IT WASN'T UNTIL the 1960s that a genuinely “German” SF reemerged; it did so with the East German film Der schweigende Stern (The Silent Star, 1960), directed by Kurt Maetzig. Based on Stanislaw Lem's novel The Astronauts (1951), it depicted an international expedition (led by the Soviet cosmonaut Arsenjew) to the planet Venus. The crew members discover that the inhabitants of that planet had planned to annihilate humanity by means of “nuclear rays” but had been wiped out themselves owing to an accident. In spite of its political message warning of a nuclear war (and its none-too subtle call for international cooperation under Soviet leadership), the film was shown in the United States and the United Kingdom in a shortened and “westernized” version that cut out all references to Hiroshima.

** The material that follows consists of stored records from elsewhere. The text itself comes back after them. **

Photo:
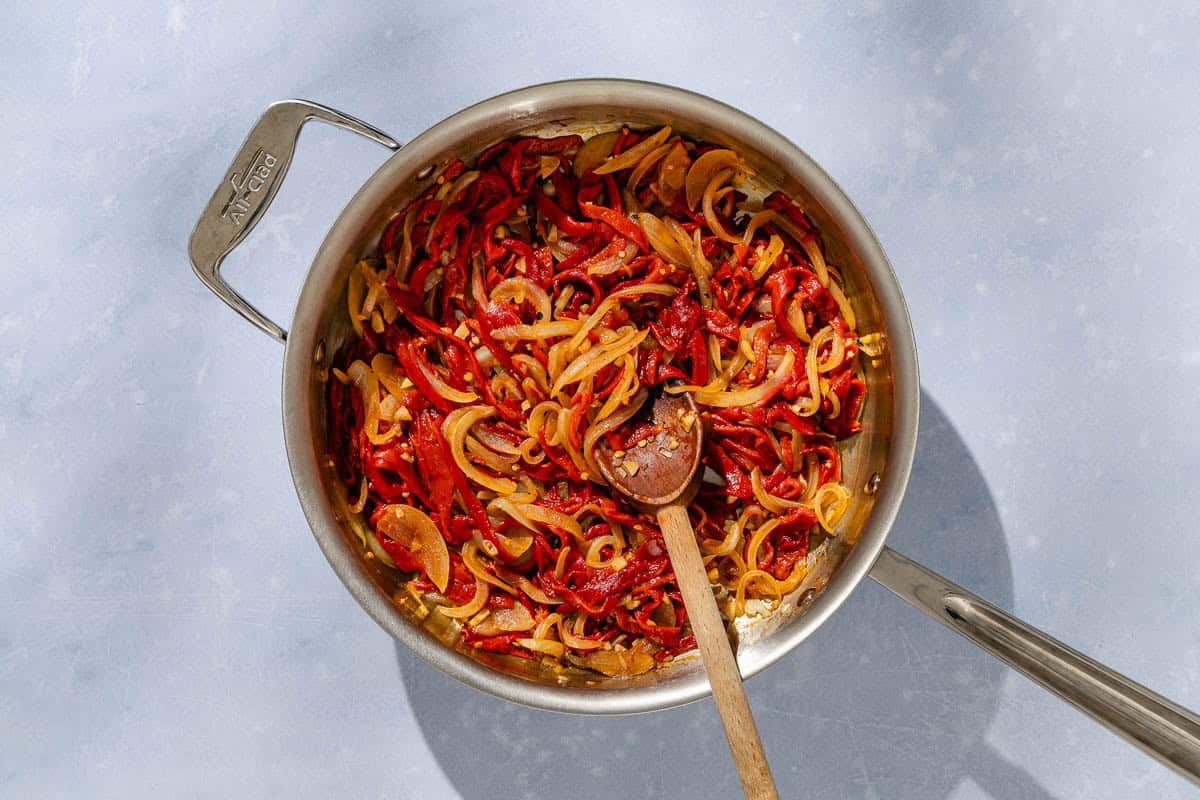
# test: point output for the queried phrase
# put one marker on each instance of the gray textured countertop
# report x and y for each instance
(169, 629)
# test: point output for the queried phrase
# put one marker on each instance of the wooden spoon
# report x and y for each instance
(661, 476)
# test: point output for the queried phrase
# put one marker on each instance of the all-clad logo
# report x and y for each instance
(247, 182)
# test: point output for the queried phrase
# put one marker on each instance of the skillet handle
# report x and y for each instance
(249, 188)
(1165, 731)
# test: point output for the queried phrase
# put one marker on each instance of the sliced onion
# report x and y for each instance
(664, 242)
(471, 608)
(712, 194)
(532, 516)
(755, 576)
(672, 174)
(441, 386)
(545, 647)
(612, 301)
(523, 289)
(455, 428)
(768, 257)
(627, 388)
(489, 457)
(757, 221)
(538, 330)
(571, 635)
(507, 619)
(496, 441)
(592, 435)
(756, 541)
(645, 166)
(412, 529)
(703, 169)
(829, 504)
(635, 154)
(619, 663)
(535, 594)
(593, 152)
(753, 395)
(597, 359)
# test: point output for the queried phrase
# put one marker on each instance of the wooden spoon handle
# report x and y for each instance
(714, 648)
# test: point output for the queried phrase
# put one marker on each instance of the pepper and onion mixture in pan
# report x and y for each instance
(519, 311)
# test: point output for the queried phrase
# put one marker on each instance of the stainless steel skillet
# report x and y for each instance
(877, 463)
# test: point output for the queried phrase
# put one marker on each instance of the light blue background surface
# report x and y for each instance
(168, 626)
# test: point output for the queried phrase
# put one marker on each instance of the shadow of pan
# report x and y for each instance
(879, 703)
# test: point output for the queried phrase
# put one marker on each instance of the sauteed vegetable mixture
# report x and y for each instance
(516, 313)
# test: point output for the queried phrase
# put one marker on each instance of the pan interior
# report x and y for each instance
(875, 462)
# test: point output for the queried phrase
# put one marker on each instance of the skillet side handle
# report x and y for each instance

In West Germany, German SF came in the shape of Perry Rhodan, a weekly pulp-style magazine that hit the kiosks in 1961 and was initially written by Walter Ernsting and Karl-Herbert Scheer. Jokingly described as “Unser Mann im All” (our man in space) in a documentary on occasion of its fiftieth anniversary in 2011, the series gave Germans a stake in the emerging space race in the form of an American astronaut of German ancestry who lands on the moon in 1971 and encounters members of an alien humanoid race who have crash-landed their spaceship there. With the help of their superior technology, he establishes a “Dritte Macht” (third power) on Earth, prevents World War III, unites the superpowers (initially in their shared opposition against himself and his small band of loyal comrades), and, once he has established control, he sets out to build a united Earth capable of entering into alliances with, but also defending itself against, threats from other alien species in the galaxy.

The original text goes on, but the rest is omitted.